The plan that ultimately drew a bipartisan 64 votes in the 98-member House of Representatives and 44 votes in the 49-member Senate relies heavily on an accounting maneuver that will generate $238 million by giving the state temporary control of local sales taxes before they are redistributed back to the local jurisdictions. The budget also makes no cuts to K-12 or higher education, eliminates a tax deduction for some large banks and holds $320 million in reserve.
One of the major sticking points of negotiations was reportedly early retirement benefits for future state employees. That impasse was broken when separate legislation was approved cutting benefits up to 50 percent for workers hired after May 2013 who retire at age 55. The change is expected to save the state $1.3 billion over 25 years. (OLYMPIAN, STATE NET)

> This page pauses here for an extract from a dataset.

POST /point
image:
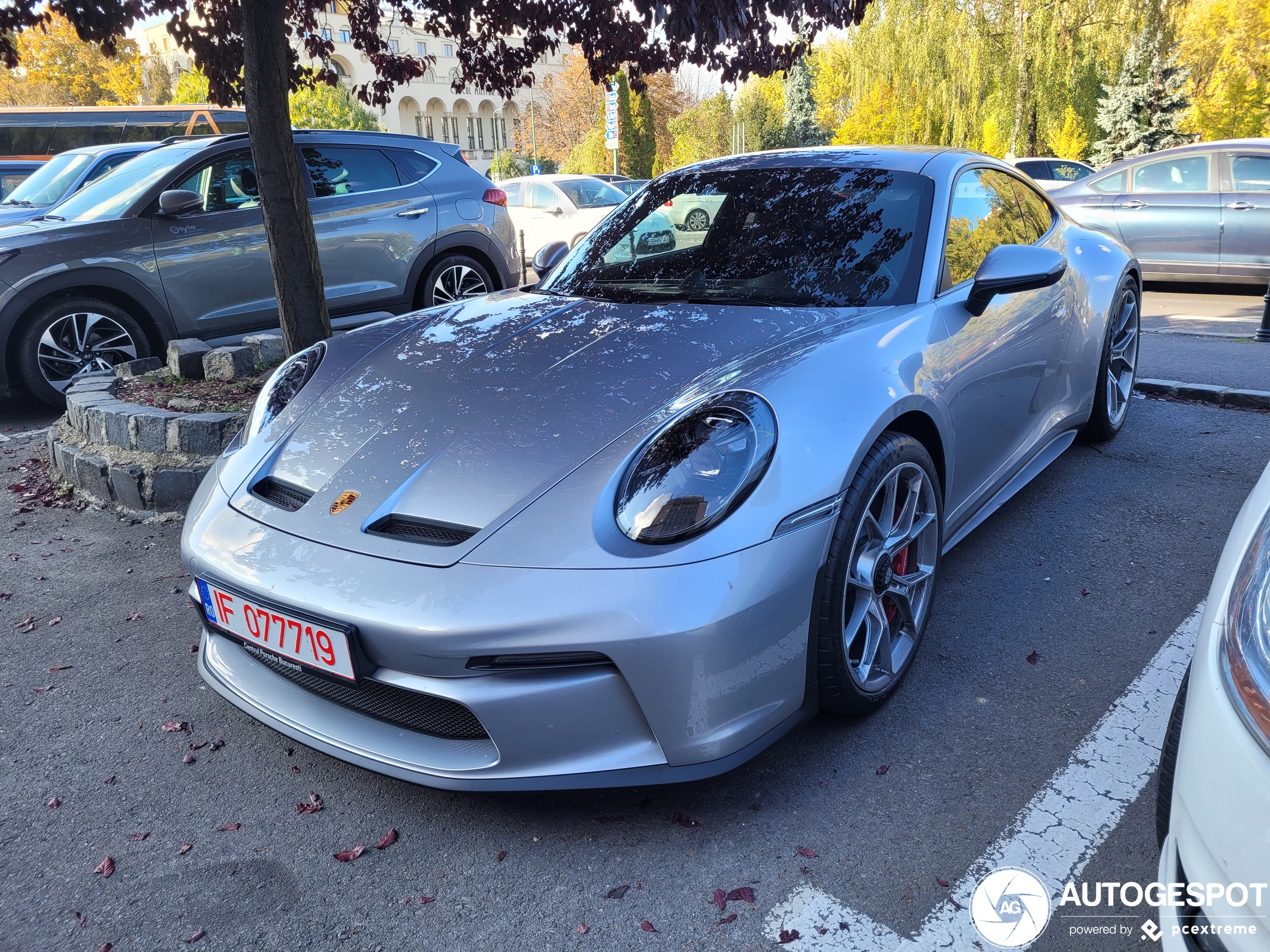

BUDGETS IN BRIEF: The public pension fund that provides retirement benefits for nearly half a million CALIFORNIA teachers is facing a projected $64.5 billion shortfall over the next three decades, according to the fund's deputy chief executive. Ed Derman told reporters last week the California State Teachers' Retirement System, the nation's second largest public pension fund, has only 69 percent of the assets it needs to meet future obligations (LOS ANGELES TIMES). • A new program that kicked off in NEW YORK in January allows homeowners to pay for energy efficiency upgrades using money they save by reducing energy use. Similar "on-bill financing" programs are in the pilot stage in at least 20 states, according to the American Council for an Energy-Efficient Economy (STATELINE.ORG). • MARYLAND's General Assembly failed to approve an income tax measure negotiated by House and Senate leaders before the end of the regular 90-day session last week, triggering a so-called "doomsday" budget, balanced solely through hundreds of millions of dollars in cuts, for the fiscal year that begins July 1. Legislative leaders said they would ask Gov. Martin O'Malley (D) to call a special session to allow them to take another shot at an income tax plan (BALTIMORE SUN). • NEBRASKA Gov. Dave Heineman (R) signed a scaled down version of his income tax-cut plan into law last Tuesday. LB 970 would initially have cost the state $327 million over three years but was pared down to $97 million by lawmakers (LINCOLN JOURNAL STAR).